Long before players ventured through the worlds of Blackmoor or Greyhawk in the earliest days of Dungeons & Dragons, Charlotte Bronte and her siblings were exploring complex fantasy worlds in what might be considered the world's first role-playing game. While the Brontes are best known for their literary work - Charlotte wrote Jane Eyre while her sister Emily wrote Wuthering Heights, both of which are books that are standard selections in high school literature classes - the siblings along with sister Anne and brother Branwell were also responsible for creating the worlds of Gondal and Angria, complex fictional fantasy worlds that came alive through journal entries, poetry, and other works written under the aliases of characters who lived in that world.
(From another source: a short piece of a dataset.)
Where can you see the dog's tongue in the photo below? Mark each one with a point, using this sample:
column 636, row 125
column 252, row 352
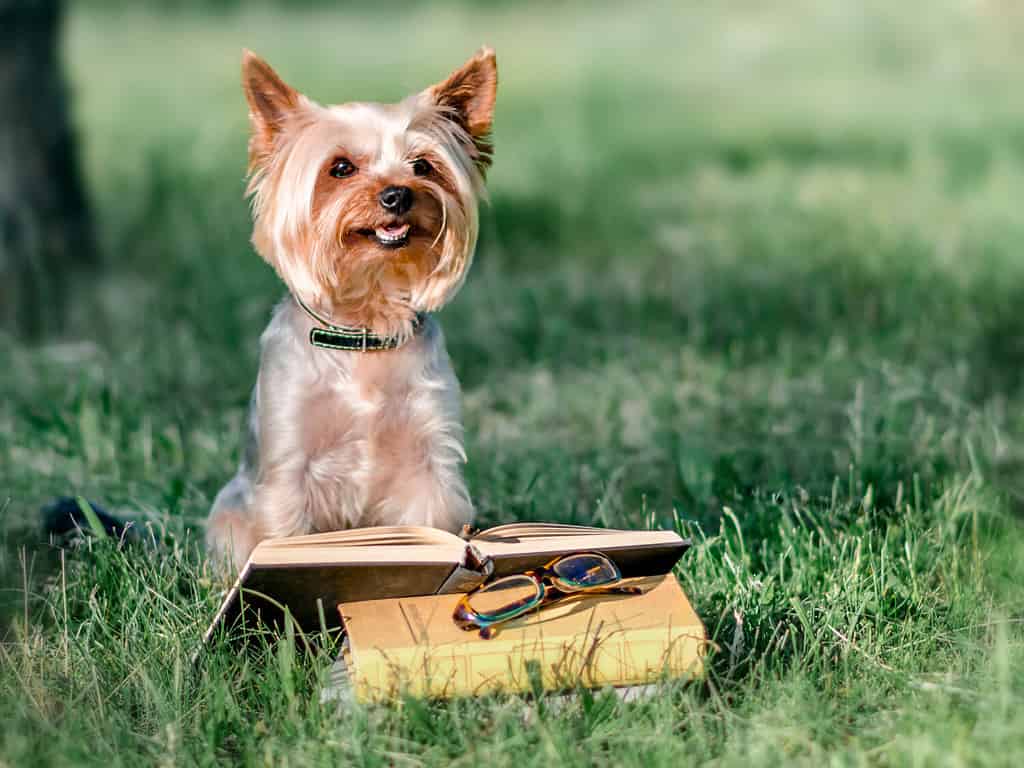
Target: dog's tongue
column 392, row 231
The fictional countries of Gondal, Angria, and the Glass Town Confederacy were all inspired by 12 wooden soldiers given to Branwell by his father. Branwell and his siblings started to write miniature books and newspapers for these toy soldiers to read, which in turn inspired the creation of the Glasstown Confederacy, a shared country ruled by the toy soldiers. Eventually, the worlds of Angria and Gondal followed, and the Brontes spent countless hours jointly creating a complex history of these worlds while writing poetry and narratives from the perspective of the characters who lived these worlds.
Unlike Dungeons & Dragons, there were no formal rules involved in the creations in these worlds, but there was the shared storytelling component that is so critical to Dungeons & Dragons and other RPG games. The stories created for Gondal and Angria were also as complex as a years-long D&D campaign, with betrayals, romances, and shocking deaths. These tales were all chronicled in prose stories, which unfortunately were lost to history.
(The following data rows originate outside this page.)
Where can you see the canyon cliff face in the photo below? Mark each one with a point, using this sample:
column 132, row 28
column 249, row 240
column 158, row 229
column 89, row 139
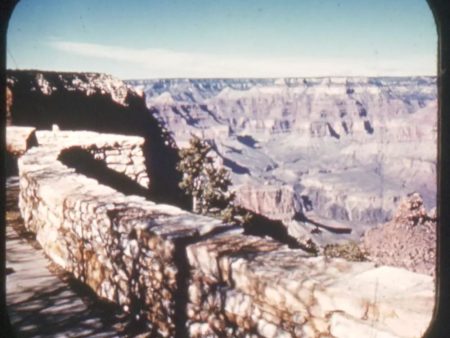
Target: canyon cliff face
column 340, row 149
column 97, row 102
While none of the Brontes survived past 40 years old, their private worlds of Gondal survived thanks to their private journals and a book of poems written by Emily that served as correspondence between some of the characters. Many scholars consider these worlds as early versions of science fiction or even fan fiction, but it's also very easy to consider them an early version of a role-playing game. The worlds of Angria and Glass Town are also still impacting literature today - the Kieron Gillen and Stephanie Hans comics series DIE features these worlds and even uses Charlotte Bronte as a character who still lives in the world she created. The most recent issue of DIE even explores some of Angria's origins, albeit with a tragic twist that ties into the RPG-inspired comic.
The next time that you sit down to play Dungeons & Dragons, remember that you're participating in a shared storytelling tradition enjoyed not only by gamers, Hollywood actors, and countless fantasy fans, but also famous literary figures who lived hundreds of years ago.